Feteer Meshaltet
Egypt's pillowy pastry-bread: a simple flour-and-water dough stretched paper-thin, folded with ghee into many layers, then baked. Eaten with honey.
Overview
A simple dough of flour, salt, oil, water rests for 30 minutes. Two portions; each portion rolls and stretches paper-thin on an oiled surface (similar to filo or strudel). Drizzles of melted ghee between thin layers; folded in thirds, rolled flat, folded again, baked at 220°C until deeply gold and crisp at the edges.
Ingredients
- 500 g plain flour
- 1 teaspoon salt
- 2 tablespoons vegetable oil
- 300 ml warm water (approximate)
- 200 g ghee (or unsalted butter, melted)
- Extra oil for stretching
To serve
- Honey, molasses (asal aswad) or thick cream for sweet
- Or eat plain alongside savoury dishes
Method
Stage 1 - Dough
- Whisk flour and salt.
- Add oil and warm water; mix to a soft, slightly sticky dough.
- Knead 10 minutes until very smooth and elastic.
- Cover; rest 30 minutes.
Stage 2 - Divide
- Cut the dough in half; cover one half.
Stage 3 - Stretch
- Oil a wide work surface generously.
- Press the first dough half into a flat round; oil the top.
- With oiled hands, gently stretch outwards from the centre, rotating, until the dough is paper-thin and large (40-50 cm round) - you should see your hand through it.

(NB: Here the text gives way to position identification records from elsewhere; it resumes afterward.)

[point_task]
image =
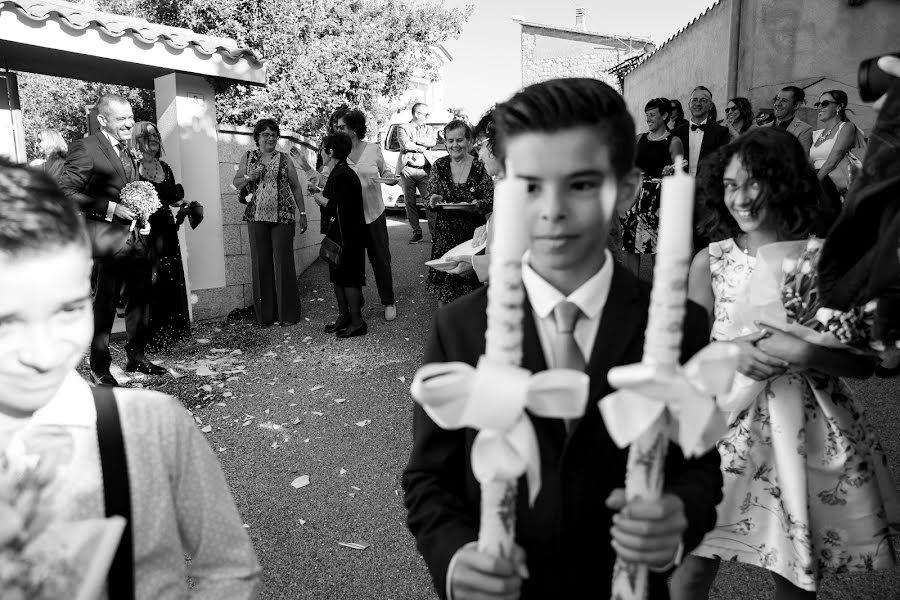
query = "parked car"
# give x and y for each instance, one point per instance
(390, 149)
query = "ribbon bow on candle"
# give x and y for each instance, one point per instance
(492, 398)
(645, 391)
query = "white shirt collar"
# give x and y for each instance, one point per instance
(71, 406)
(590, 297)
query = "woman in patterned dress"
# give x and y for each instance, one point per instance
(271, 189)
(656, 150)
(806, 488)
(457, 179)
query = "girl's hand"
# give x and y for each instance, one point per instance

- Don't worry about small holes.
Stage 4 - Fold and layer
- Drizzle 3 tablespoons of melted ghee across the surface.
- Fold in thirds (one long edge to the centre, the other long edge over it) into a long rectangle.
- Drizzle 1 more tablespoon of ghee.
- Fold the rectangle in thirds the other way into a square.
- Press lightly to a 18 cm square.
Stage 5 - Second piece
- Repeat for the second half of dough.
Stage 6 - Bake
- Heat oven to 220°C (200°C fan).
- Place each square on a lined baking tray.
- Brush with melted ghee.
- Bake 18-22 minutes until deep gold and crisp at the edges.
Stage 7 - Serve
- Eat warm. Tear into pieces; drizzle with honey or molasses; or eat plain alongside a savoury dish.
Notes
- Stretch don't roll: Feteer is built on a strudel-style stretch. A rolling pin won't get it thin enough; oiled hands will.
- Ghee not butter alone: Ghee gives the flaky layers their proper character. Butter works but the flavour is shallower.
- Tear, don't slice: The point is the layers - pull apart to expose them.
Storage
- Best fresh, eaten warm.
- Keep wrapped 24 hours; reheat at 200°C 4 minutes.